= Rap do Silva =

1995 song by MC Bob Rum

Rap do Silva (Portuguese for "The Silva Rap") is a 1995 funk carioca song by Brazilian rapper MC Bob Rum. The track became a scene classic in Rio de Janeiro and is often described retrospectively as a socially conscious narrative about stigma, police violence, and everyday life in the favela communities.

== Background ==
The song was created in the mid-1990s during the first major wave of funk carioca's popularity in Rio de Janeiro. It initially spread through bailes funk (funk parties), mixtapes, and compilation albums. In later retrospectives, "Rap do Silva" has been cited as one of the defining funk songs of the decade and a "classic" of the genre. In the lyrics, the common Portuguese surname "Silva" functions as a symbol for marginalized favela residents, while the text employs a narrative style reminiscent of reportage to address prejudice and state repression.
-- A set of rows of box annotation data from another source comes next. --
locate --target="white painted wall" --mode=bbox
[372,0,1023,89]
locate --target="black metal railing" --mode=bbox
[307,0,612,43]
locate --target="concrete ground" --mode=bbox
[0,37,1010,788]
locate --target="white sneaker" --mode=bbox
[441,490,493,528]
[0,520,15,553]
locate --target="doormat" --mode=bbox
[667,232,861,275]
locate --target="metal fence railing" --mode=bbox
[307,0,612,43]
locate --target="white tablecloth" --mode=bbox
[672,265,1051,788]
== Release and reception ==
The song became widely known through the popular compilation Rap Brasil Vol. 2, released by Som Livre in 1995, which played a key role in bringing the track to national attention. In Brazilian media and retrospective anthologies, "Rap do Silva" is frequently listed as a benchmark of 1990s funk. Journalist Júlio Ludemir included it in his book 101 Funks You Must Hear Before You Die (101 funks que você tem que ouvir antes de morrer), which canonized major works of the genre.

== Commercial success ==
Rap Brasil Vol. 2 achieved platinum status in Brazil, with industry reports attributing much of its success to the popularity of "Rap do Silva." Contemporary press coverage highlighted the song's heavy radio rotation and recurring inclusion on numerous funk compilations throughout the late 1990s.

In the history of funk carioca, "Rap do Silva" is often seen as a key transitional piece, marking the genre's shift from predominantly hedonistic party tracks to more socially aware storytelling. Cultural features and essays continue to reference it as a touchstone for understanding the evolution of funk carioca during the 1980s and 1990s.

== Music video, reinterpretations, and legacy ==
To mark its 20th anniversary, an official music video was released, updating the story of the song and reflecting on its legacy within the funk scene. The 2013 documentary A História de um Silva ("The Story of a Silva") also explored the song's context, reception, and social dimension, framing it as a cross-generational reference point in Rio's funk culture. Retrospective overviews of four decades of funk have consistently listed "Rap do Silva" among the genre's 40 defining hits.